Horses and other equine species.
Equine herpesvirus myeloencephalopathy (EHM) is another name for the neurologic disease associated with equine herpesvirus (EHV) infections. Neurological signs appear as a result of damage to blood vessels in the brain and spinal cord associated with EHV infection. Interference with the blood supply leads to tissue damage and a subsequent loss in normal function of areas in the brain and spinal cord.
To date, nine EHVs have been identified worldwide. Three of these—EHV-1, EHV-3, and EHV-4—pose the most serious health risks for domesticated horses and can have significant economic impacts on the US equine industry. EHV-1 and EHV-4 can cause upper respiratory disease, neurological disease, abortions, and/or neonatal death. EHV-3 causes a venereal disease called coital exanthema.
By 2 years of age, almost all horses have been infected with EHV-1. The initial exposure generally occurs in foals from contact with their dams. The virus can then become latent, or inactive, in the horse’s body, setting up a carrier state that is life-long. Horses of any age that are carriers of EHV-1 do not show any external signs of disease when the virus is in a latent form. This is what makes this disease so difficult to diagnose and the reason it is important to make sure horses are monitor closely and any horses that may seem ill stay home. The virus can be reactivated during times of stress, such as strenuous exercise, long-distance transport, exhibition/showing of the animal, or at weaning.
The average incubation period is 4 to 7 days, but with some taking up to 14 days.
The most common way for EHV-1 to spread is by direct horse-to-horse contact. This virus is shed from infected horses via the respiratory tract or through direct or indirect contact with an infected aborted fetus and fetal membranes.
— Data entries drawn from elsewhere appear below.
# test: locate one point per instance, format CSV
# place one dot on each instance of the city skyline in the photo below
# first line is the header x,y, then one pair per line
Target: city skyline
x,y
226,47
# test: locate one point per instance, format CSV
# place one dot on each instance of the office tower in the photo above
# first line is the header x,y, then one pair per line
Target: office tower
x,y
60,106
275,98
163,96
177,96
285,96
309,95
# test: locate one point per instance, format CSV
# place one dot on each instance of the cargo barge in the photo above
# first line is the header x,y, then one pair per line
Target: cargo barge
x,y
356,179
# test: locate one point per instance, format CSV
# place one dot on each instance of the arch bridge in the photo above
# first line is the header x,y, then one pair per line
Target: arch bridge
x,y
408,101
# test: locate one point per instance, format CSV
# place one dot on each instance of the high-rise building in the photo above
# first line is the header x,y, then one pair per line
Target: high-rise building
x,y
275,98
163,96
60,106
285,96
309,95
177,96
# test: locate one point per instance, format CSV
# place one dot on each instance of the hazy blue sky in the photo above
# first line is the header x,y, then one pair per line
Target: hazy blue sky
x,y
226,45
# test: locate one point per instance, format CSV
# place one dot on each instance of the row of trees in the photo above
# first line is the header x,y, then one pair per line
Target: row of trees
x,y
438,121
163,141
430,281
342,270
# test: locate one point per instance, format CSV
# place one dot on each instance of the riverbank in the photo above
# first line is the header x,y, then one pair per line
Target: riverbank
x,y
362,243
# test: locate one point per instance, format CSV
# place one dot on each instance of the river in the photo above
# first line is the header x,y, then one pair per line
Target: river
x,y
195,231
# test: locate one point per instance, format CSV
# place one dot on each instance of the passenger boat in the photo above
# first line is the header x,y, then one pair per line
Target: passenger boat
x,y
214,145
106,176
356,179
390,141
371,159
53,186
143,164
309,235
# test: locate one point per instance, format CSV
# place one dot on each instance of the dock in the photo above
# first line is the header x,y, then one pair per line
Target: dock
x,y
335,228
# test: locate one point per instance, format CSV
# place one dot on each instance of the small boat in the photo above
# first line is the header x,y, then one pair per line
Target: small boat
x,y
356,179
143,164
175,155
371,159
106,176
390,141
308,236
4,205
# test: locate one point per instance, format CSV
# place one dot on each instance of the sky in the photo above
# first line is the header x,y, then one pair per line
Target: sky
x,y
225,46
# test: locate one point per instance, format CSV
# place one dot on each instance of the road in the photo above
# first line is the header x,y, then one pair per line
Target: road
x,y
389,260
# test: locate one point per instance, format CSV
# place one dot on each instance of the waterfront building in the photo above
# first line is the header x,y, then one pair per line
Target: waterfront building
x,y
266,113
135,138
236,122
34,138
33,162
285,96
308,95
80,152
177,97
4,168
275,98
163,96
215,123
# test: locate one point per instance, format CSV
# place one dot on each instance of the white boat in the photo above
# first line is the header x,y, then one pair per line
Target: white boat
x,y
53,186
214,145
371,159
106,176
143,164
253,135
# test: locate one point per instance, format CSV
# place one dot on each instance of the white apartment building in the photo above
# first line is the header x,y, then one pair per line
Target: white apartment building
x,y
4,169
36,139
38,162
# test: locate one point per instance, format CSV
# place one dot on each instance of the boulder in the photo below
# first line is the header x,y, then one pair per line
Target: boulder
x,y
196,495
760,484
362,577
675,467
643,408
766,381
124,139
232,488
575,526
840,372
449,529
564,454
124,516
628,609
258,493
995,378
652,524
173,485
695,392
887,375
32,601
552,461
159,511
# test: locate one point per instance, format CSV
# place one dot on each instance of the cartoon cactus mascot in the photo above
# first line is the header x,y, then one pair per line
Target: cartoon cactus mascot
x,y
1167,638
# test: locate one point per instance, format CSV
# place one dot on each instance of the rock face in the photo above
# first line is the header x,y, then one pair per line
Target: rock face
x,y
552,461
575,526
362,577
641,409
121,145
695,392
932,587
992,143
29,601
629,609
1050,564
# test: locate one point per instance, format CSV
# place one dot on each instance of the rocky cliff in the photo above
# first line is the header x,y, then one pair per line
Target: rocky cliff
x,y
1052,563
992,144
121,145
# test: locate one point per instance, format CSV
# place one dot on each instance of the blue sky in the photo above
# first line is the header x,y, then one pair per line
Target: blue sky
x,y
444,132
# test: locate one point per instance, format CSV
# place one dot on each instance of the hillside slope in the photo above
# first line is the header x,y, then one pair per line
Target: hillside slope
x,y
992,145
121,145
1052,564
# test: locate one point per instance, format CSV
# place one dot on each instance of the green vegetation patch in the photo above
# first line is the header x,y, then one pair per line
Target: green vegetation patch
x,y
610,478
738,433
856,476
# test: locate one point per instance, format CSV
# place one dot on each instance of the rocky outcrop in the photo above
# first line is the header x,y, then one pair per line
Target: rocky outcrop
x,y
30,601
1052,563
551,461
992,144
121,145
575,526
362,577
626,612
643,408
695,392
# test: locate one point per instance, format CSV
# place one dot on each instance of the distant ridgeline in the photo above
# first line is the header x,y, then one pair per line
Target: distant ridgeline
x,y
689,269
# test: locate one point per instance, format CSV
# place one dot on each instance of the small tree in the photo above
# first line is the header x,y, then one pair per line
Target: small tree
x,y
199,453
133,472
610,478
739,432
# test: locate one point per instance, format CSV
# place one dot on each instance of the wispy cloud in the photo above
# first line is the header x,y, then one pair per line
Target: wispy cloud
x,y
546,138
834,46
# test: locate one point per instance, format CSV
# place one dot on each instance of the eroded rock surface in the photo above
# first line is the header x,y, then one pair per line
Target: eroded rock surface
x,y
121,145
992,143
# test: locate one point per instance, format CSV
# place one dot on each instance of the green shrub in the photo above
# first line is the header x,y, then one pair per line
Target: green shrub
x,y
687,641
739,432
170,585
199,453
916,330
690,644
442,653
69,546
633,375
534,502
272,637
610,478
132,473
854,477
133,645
Horses may appear to be perfectly healthy yet spread the virus via the secretions from their nostrils.
It is important to realize that EHV-1 can also be spread indirectly through contact with physical objects contaminated with infectious virus.
Examples of such objects include:
- Wipe rags or other grooming equipment
- Feed and water buckets
- People’s hands, clothing or boots
The air around a horse that is shedding the virus can also be contaminated with infectious virus. Although we know that the virus can become airborne, it is difficult to establish the distance the virus can spread in this manner under typical horse management and environmental conditions.
There are many steps you can take to help prevent the spread of EHV-1.
- Stop horse movement if your animals may be infected with EHV-1. This is the most important first step horse owners can take. Horses should neither enter nor leave a premise where EHM has been diagnosed until cleared by the veterinarian.
- Do not allow horses exposed to EHM to have contact with unexposed horses on the premises.
- Isolate sick horses. Horses that have aborted or shown signs of fever, respiratory disease, or neurologic disease should be separated from healthy horses. Ideally, sick horses should be moved into a separate building or paddock on the premises, or be transported to a veterinary hospital with an isolation facility.
- Do not share equipment among horses on the facility. The virus can be spread from horse to horse via contaminated objects such as water and feed buckets or tack.
- Practice proper biosecurity measures. People can transfer the virus from horse to horse via their hands and clothing. Personnel should wash their hands after handling one horse and before handling another. They should also change their clothes and footwear after working with a sick horse. Optimally, a person who takes care of a sick horse should not work with healthy horses. When this is not practical, healthy horses should be handled first and sick horses last. Wearing gloves and using disinfectant to sanitize footwear can also help minimize the risk of people spreading the virus between animals.